COMMUNICATION TECHNOLOGY AND BUSINESS CONTINUITY
Effective communication is one of the most vital components of any business and can work wonders towards a company’s long term success. Ideally, employees should be able to easily communicate with management, and vice versa. Employees typically also require channels to communicate laterally, to those in other departments, as well as externally, to clients, customers and so on. Most employers understand the importance of collaboration, and strive to foster effective communication throughout the ranks of their company.
However, no matter how well structured a company is, when unexpected disruptions impact day to day operations, communication can often be rendered ineffective. This is unfortunate, as communication during moments of crisis is of unparalleled importance to corporate stability. Providing the right information to the right people at the right time can not only help keep the business afloat, but can even be critical for personal safety. One of the best ways to ensure that lapses in communication do not prove to negatively impact business or the well being of employees, is by incorporating a robust communication strategy into the company’s business continuity plan. And one of the best ways to do that is to ensure that the communication strategy is updated to match current technology.
In the past decade, technological advancements have dramatically changed the manner in which key team members can communicate with one another during a workplace crisis. The same mobile phone technology that has improved the efficiency of routine tasks, such as coordinating a pick up for children from soccer practice, can be similarly utilized when dealing with unexpected events in the office as part of a business continuity plan. In addition to being a tool that enables alternative vocal communication in times of crisis, when more traditional methods are unavailable, cellular phones are also used for email, text and accessing the internet.
In addition to providing a link between key team members, during a disaster, modern smartphones can be used to confirm which locations remain operational and which services remain functional. Of course, during times of need, internet connectivity is not always reliable, or even available, but even in this scenario, the smartphone can provide benefits. Most contemporary phones (and tablets, for that matter) have the ability to store documents offline, which can make them an ideal place to store a copy of the company’s continuity plan, as well as emergency contact information and other relevant information. As mentioned previously, during an emergency, internet connectivity may be out. The same holds true for power. The smartphone is capable of performing a number of important tasks without external power or internet connectivity, but it is important to ensure that phones remain adequately charged, as well as periodically updated and backed up.
In crisis situations where connectivity is not an issue, the internet has also had a profound effect on business continuity. Services that store files remotely, including iCloud, Evernote and Dropbox, can provide access to critical files and applications that previously would not have been attainable without the use of physical storage devices.

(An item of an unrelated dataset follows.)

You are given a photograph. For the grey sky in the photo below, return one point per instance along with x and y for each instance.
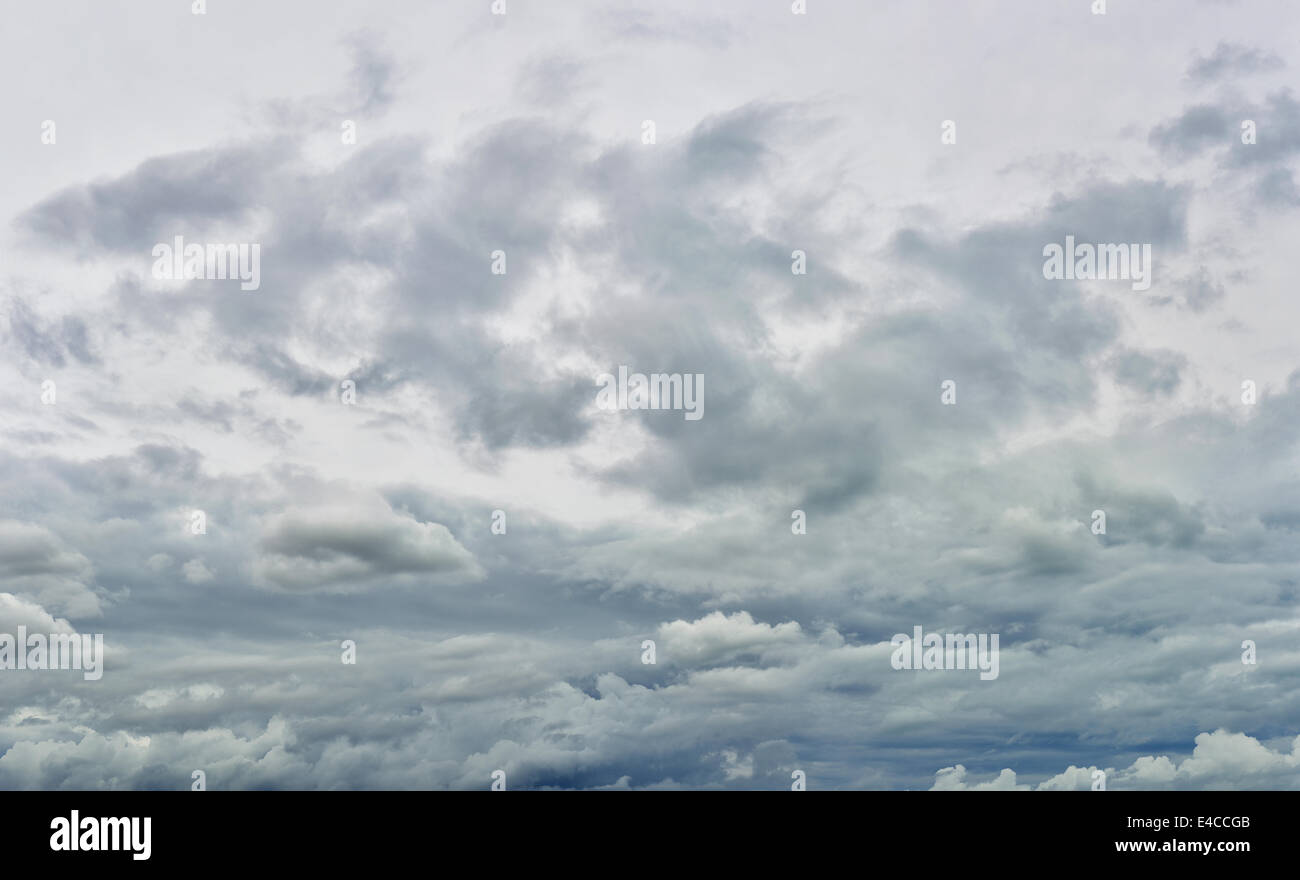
(475, 393)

This can boost productivity, and can help alleviate some of the damage that unexpected interruptions to daily operations can cause.

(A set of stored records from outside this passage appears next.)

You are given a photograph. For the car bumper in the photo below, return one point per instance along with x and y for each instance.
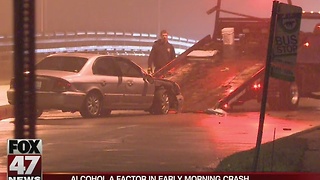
(68, 101)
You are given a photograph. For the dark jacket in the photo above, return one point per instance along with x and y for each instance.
(161, 54)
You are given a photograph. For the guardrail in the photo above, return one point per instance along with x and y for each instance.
(121, 43)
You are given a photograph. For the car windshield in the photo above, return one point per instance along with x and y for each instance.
(62, 63)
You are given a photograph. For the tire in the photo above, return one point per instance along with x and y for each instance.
(288, 97)
(161, 104)
(91, 106)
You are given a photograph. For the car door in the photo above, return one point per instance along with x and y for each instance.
(108, 77)
(138, 92)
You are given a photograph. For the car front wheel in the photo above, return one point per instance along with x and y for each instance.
(161, 104)
(91, 106)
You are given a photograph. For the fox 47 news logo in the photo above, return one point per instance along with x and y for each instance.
(24, 159)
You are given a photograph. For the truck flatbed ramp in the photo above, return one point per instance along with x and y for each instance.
(210, 84)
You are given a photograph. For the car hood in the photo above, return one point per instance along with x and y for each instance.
(168, 84)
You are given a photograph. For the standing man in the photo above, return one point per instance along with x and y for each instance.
(162, 53)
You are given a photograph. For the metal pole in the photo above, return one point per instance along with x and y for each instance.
(265, 85)
(24, 69)
(216, 27)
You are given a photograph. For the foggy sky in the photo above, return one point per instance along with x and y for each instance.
(184, 18)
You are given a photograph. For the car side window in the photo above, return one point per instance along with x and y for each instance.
(104, 66)
(128, 69)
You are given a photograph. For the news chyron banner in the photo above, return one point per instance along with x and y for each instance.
(25, 163)
(173, 176)
(24, 159)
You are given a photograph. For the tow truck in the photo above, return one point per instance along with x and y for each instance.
(225, 70)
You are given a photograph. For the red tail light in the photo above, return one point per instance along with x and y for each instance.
(61, 85)
(256, 86)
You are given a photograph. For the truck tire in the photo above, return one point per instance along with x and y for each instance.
(287, 97)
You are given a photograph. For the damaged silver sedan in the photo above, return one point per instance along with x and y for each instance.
(95, 84)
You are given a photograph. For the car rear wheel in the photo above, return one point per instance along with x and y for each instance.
(161, 104)
(91, 106)
(39, 112)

One of the biggest new online developments in business continuity, however, is the unprecedented rise of social media. Though often dismissed as little more than a world renowned aggregator of adorable cat photographs (and, subsequently, a notorious time waster), social media can be a lifesaver during emergency situations. In fact, it is estimated that approximately 75% of companies with business continuity plans in place include social media services in their crisis communications plans.

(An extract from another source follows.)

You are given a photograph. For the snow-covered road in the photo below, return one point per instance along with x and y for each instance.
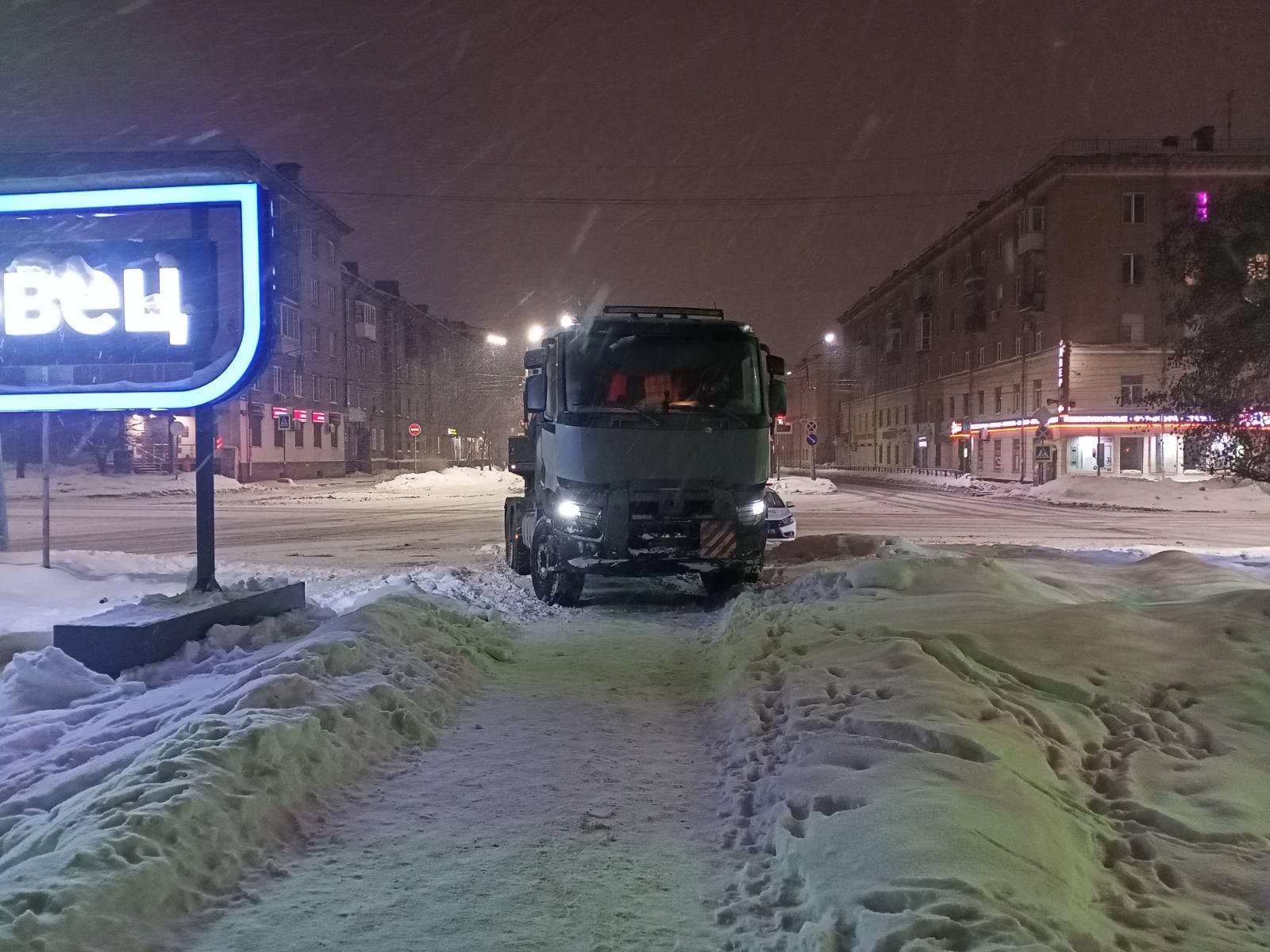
(360, 528)
(571, 808)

With social media, organizations can keep employees, clients and the general public up to date during interruptions of business. Of particular relevance to the public sector, there have been countless examples of this occurring in recent years. During the earthquake that hit Haiti in 2010, social media was used to coordinate relief efforts and health care initiatives. Closer to home, a similar strategy was utilized during the 2013 floods that ravished communities in Alberta, and, during the horrific shooting at Parliament Hill in 2014, various government bodies kept the public notified of the developing situation via twitter updates.
Here in the lower mainland, we saw this when a container carrying hazardous materials caught fire at the port. City Hall, the VPD, Coastal Health and a number of other organizations took to social media to inform the public of the situation and to warn nearby residents of the potential danger associated with smoke inhalation.
Though social media is useful, it is advisable to exercise caution, and common sense, when using these platforms. Social media is an effective way to dispel rumours and provide the public with useful information, but it is not ideal for relaying confidential information, communicating with a targeted group or obtaining replies/answers. During the port fire, for example, the City of Vancouver was successful in their efforts to communicate the dangers to residents of the East End, as the residents living there were quite likely to either a) be an active social media user b) have a neighbour/friend/family member that is an active social media user or c) see the billows of smoke outside their windows and search for information online. Less effective was the city's efforts to communicate to the homeless population of the Downtown Eastside. There were targeted messages informing these residents to find shelter, but little in the way of guarantees that the message would be received.
Minor issues aside, utilizing social media, as well as the other previously mentioned advancements in communication technology, is a great way to boost the effectiveness of your company’s business continuity plan in order to prepare for the next crisis before it occurs.